Investor Gets No Tax Breaks from Pennsylvania Judges
A recent Pennsylvania tax law case highlights some pitfalls for out-of-state investors.
In 1985, an out-of-state investor joined a partnership that purchased a large business building in Pittsburgh as a shelter from income taxes, putting $150,000 into the partnership that went towards the purchase. At that time, the interest rate was 14 percent on the loan. The investor received a few thousand dollars in disbursements on his investment over the 20 or so years of the partnership group's ownership of the building.

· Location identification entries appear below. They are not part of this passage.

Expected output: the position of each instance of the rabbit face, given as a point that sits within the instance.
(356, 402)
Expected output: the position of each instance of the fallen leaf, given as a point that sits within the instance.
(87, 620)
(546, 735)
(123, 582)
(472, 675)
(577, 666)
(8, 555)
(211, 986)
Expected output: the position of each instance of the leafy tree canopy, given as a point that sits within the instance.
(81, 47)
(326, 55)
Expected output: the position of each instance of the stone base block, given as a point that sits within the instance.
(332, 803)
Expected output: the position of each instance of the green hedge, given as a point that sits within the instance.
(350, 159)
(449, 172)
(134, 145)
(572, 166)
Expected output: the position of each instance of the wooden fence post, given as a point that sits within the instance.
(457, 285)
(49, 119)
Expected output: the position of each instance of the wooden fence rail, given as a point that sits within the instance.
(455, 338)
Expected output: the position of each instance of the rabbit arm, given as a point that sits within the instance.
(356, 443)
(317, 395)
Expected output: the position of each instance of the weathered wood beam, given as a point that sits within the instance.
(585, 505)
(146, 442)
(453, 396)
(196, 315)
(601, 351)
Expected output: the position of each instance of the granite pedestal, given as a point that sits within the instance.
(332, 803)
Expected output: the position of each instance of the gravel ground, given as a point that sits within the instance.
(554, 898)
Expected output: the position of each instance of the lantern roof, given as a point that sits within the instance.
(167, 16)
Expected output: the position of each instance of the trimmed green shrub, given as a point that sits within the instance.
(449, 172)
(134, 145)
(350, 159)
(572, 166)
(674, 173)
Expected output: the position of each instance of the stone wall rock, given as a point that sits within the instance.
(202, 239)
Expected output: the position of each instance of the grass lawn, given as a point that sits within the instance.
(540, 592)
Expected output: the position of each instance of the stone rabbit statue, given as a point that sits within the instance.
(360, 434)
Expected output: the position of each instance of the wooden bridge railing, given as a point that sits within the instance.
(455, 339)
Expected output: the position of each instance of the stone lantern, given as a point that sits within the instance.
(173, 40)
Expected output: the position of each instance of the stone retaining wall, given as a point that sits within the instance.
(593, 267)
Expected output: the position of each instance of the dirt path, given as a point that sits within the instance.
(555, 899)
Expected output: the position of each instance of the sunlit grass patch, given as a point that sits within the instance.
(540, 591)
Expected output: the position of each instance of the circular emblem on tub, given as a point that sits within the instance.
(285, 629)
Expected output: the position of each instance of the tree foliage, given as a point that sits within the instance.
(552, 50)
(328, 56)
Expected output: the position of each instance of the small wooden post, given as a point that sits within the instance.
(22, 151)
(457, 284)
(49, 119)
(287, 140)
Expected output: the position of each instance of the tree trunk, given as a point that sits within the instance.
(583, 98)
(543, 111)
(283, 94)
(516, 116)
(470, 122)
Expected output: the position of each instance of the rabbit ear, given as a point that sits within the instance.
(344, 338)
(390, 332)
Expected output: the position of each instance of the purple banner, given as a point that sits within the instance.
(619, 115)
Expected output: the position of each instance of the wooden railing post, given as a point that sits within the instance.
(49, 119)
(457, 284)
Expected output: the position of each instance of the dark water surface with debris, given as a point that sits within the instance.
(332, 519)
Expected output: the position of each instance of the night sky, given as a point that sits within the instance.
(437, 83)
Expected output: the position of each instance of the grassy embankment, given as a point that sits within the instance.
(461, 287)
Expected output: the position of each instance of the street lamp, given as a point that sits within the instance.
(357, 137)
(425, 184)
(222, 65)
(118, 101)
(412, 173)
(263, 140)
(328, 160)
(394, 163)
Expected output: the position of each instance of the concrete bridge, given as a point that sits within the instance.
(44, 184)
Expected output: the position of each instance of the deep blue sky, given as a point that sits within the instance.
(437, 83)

Unfortunately, the building failed to generate enough income to cover the interest payments on the mortgage, causing the mortgage principle to rise from $300 million to over $2 billion by the time the bank foreclosed on the loan. The investor lost $143,000 of his investment. More importantly, he was also hit with a tax bill from the state of Pennsylvania for $160,000 since he "gained" income from the foreclosure.
Pennsylvania tax law states that when a mortgage is foreclosed, the mortgage balance and unpaid interest are "proceeds" in the foreclosure sale, despite no one receiving a payout. Stated another way, the investor realized a gain by being forgiven the debt due to the foreclosure.
Tax laws in Pennsylvania, as with any state, can be complicated. The state does not allow loss carry-over, and has five classes of income and loss in one cannot be offset in another.